Understanding the core concepts of VectorETL will help you make the most of the framework.

ETL Process Overview

VectorETL follows the standard Extract, Transform, Load process:

  1. Extract: Data is retrieved from various sources (e.g., databases, file systems, APIs).

  2. Transform: The extracted data is converted into vector embeddings using specified models.

  3. Load: The resulting vectors are stored in a chosen vector database.

Vector Embeddings Explanation

Vector embeddings are numerical representations of data (often text) in a high-dimensional space.

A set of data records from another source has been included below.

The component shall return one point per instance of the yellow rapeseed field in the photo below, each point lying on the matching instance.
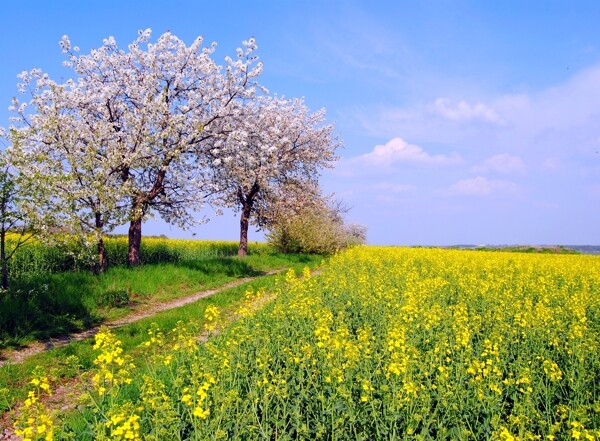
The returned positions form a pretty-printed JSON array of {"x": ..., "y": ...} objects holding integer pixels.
[{"x": 386, "y": 343}]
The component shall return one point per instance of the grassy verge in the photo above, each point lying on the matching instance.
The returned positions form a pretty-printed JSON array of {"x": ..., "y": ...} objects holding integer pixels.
[
  {"x": 42, "y": 307},
  {"x": 64, "y": 363}
]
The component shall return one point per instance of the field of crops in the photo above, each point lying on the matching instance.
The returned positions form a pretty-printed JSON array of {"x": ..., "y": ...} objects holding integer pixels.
[{"x": 386, "y": 343}]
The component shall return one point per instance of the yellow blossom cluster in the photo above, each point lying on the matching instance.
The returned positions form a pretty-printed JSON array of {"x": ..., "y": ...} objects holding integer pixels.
[{"x": 391, "y": 343}]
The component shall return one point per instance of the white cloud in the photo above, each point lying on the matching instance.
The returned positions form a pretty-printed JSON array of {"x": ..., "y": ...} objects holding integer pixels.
[
  {"x": 394, "y": 188},
  {"x": 465, "y": 112},
  {"x": 398, "y": 150},
  {"x": 551, "y": 163},
  {"x": 502, "y": 163},
  {"x": 481, "y": 186}
]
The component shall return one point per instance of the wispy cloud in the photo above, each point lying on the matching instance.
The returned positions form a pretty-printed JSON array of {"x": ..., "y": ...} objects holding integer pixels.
[
  {"x": 481, "y": 186},
  {"x": 392, "y": 187},
  {"x": 464, "y": 111},
  {"x": 397, "y": 150},
  {"x": 502, "y": 163}
]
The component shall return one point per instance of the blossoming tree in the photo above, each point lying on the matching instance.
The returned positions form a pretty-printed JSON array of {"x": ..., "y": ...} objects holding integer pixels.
[
  {"x": 126, "y": 137},
  {"x": 271, "y": 146}
]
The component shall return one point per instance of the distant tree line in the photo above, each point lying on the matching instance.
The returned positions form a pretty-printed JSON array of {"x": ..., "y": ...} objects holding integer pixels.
[{"x": 162, "y": 129}]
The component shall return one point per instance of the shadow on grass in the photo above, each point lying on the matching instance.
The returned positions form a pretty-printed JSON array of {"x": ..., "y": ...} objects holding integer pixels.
[
  {"x": 228, "y": 266},
  {"x": 40, "y": 308}
]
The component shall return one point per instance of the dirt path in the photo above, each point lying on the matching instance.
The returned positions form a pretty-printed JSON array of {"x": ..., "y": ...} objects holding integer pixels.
[{"x": 144, "y": 311}]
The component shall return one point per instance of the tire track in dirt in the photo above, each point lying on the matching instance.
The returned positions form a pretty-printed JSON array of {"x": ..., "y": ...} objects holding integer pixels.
[{"x": 20, "y": 355}]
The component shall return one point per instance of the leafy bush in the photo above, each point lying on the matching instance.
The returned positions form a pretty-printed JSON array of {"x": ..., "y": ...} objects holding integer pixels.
[{"x": 315, "y": 230}]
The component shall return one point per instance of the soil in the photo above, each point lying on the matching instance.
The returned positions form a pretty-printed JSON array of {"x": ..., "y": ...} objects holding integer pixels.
[
  {"x": 141, "y": 312},
  {"x": 63, "y": 397}
]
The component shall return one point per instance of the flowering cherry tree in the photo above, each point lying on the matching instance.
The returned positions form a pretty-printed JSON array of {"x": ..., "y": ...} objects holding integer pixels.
[
  {"x": 127, "y": 136},
  {"x": 271, "y": 148}
]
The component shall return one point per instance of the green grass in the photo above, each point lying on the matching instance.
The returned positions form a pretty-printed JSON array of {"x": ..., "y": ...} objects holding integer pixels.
[
  {"x": 39, "y": 308},
  {"x": 14, "y": 378}
]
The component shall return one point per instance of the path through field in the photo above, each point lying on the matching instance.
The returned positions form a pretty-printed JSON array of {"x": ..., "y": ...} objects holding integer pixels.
[{"x": 18, "y": 356}]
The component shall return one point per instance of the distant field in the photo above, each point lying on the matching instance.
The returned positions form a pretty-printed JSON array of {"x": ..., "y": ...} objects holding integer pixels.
[{"x": 386, "y": 343}]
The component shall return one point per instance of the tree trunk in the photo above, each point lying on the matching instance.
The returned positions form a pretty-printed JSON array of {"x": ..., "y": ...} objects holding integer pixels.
[
  {"x": 3, "y": 258},
  {"x": 135, "y": 242},
  {"x": 102, "y": 263},
  {"x": 244, "y": 221}
]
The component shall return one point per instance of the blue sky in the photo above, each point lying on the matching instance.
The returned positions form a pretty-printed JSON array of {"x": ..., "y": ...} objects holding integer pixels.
[{"x": 463, "y": 121}]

These embeddings capture semantic meaning, allowing for efficient similarity comparisons and search operations.

In VectorETL, the embedding process converts your input data into these vector representations, which can then be used for various machine learning and information retrieval tasks.

Pipeline Architecture

VectorETL’s pipeline architecture consists of three main components:

  1. Source Modules: Handle data extraction from various sources.

    • Examples: S3Source, DatabaseSource, LocalFileSource

  2. Embedding Modules: Transform extracted data into vector embeddings.

    • Examples: OpenAIEmbedding, CohereEmbedding, GoogleGeminiEmbedding

  3. Target Modules: Manage the loading of vector embeddings into vector databases.

    • Examples: PineconeTarget, QdrantTarget, WeaviateTarget

The Orchestrator coordinates these components, managing the flow of data from source through embedding to target based on the provided configuration.

This modular design allows for easy extensibility and customization of the ETL process to suit your specific needs.